The Fair Debt Collection Practices Act (FDCPA) prohibits debt collectors from making false or misleading representations and from engaging in abusive and unfair practices in the collection of consumer debt. Violations of the Act can result in fines and damages against the association plus attorneys' fees.
FDCPA Applies to Assessments. Associations that hire third parties to collect delinquent assessments, such as lawyers, collection companies, and management companies, are governed by the FDCPA. In Thies v. Law Offices of William A. Wyman (SD Cal 1997) 969 F.Supp. 604, the court held that homeowner association assessments fall under the Fair Debt Collection Practices Act. The FDCPA requires that certain disclosures be made to homeowners. In addition, debt collectors are prohibited from making harassing telephone calls, making idle threats, directly contacting owners represented by counsel, etc.

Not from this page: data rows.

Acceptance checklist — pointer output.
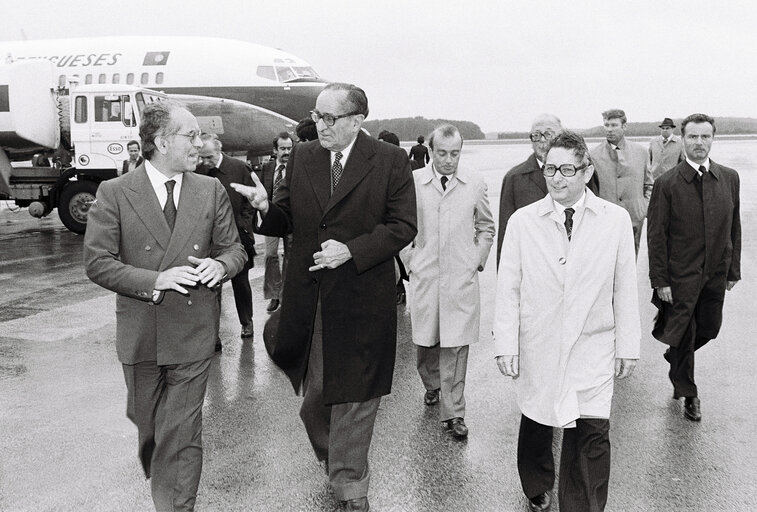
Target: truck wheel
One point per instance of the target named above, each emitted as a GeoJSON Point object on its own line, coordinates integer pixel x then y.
{"type": "Point", "coordinates": [74, 204]}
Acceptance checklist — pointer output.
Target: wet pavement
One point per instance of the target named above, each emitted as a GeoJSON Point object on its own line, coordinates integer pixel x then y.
{"type": "Point", "coordinates": [66, 443]}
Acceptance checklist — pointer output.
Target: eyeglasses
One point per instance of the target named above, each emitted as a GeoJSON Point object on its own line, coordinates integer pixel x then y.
{"type": "Point", "coordinates": [329, 119]}
{"type": "Point", "coordinates": [567, 170]}
{"type": "Point", "coordinates": [193, 135]}
{"type": "Point", "coordinates": [537, 136]}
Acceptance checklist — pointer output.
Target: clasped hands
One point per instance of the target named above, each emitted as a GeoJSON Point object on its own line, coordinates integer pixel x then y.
{"type": "Point", "coordinates": [206, 271]}
{"type": "Point", "coordinates": [509, 366]}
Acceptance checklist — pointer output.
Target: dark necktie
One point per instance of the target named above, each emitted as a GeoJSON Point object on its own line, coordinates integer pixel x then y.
{"type": "Point", "coordinates": [336, 171]}
{"type": "Point", "coordinates": [278, 177]}
{"type": "Point", "coordinates": [569, 221]}
{"type": "Point", "coordinates": [169, 210]}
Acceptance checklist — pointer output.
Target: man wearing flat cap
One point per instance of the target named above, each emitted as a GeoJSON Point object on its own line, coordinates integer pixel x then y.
{"type": "Point", "coordinates": [665, 150]}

Debt Collection Licensing Act. Effective January 1, 2021, Senate Bill 908 requires most entities that collect consumer debts must be licensed and regulated by the State of California. Debt Collectors are defined in the law at Section 100000(j) as "...any person who, in the ordinary course of business, regularly, on the person's own behalf or on behalf of others, engages in debt collection." A "person" includes corporations and LLCs. Debt collectors will have to apply for a license, undergo a criminal history record check and even be fingerprinted. In addition, annual reports will have to be filed with the state by the debt collector and a surety bond of at least $25,000 will have to be maintained.
HOAs and Management Companies. Since HOA assessments are considered "consumer debt," assessment collections companies are required to be licensed as debt collectors. It also means that attorneys and management companies that routinely engage in collection of delinquent assessments will also have to be licensed under the Act. It is unclear if associations that handle their own collections have to be licensed as debt collectors.
Boards of Directors. Even though they have more flexibility, boards should avoid personally getting involved in collection activities.
Recommendation: It is not unusual for management companies to get involved in written communications regarding assessment collections including late letters, pre-lien letters and even assessment liens. Beyond that, boards should be cautious about using their management companies to collect debts. Neither boards nor management companies should not get involved in verbal attempts to collect delinquent assessments. The safer route is to use use reputable companies that specialize in homeowner association collections.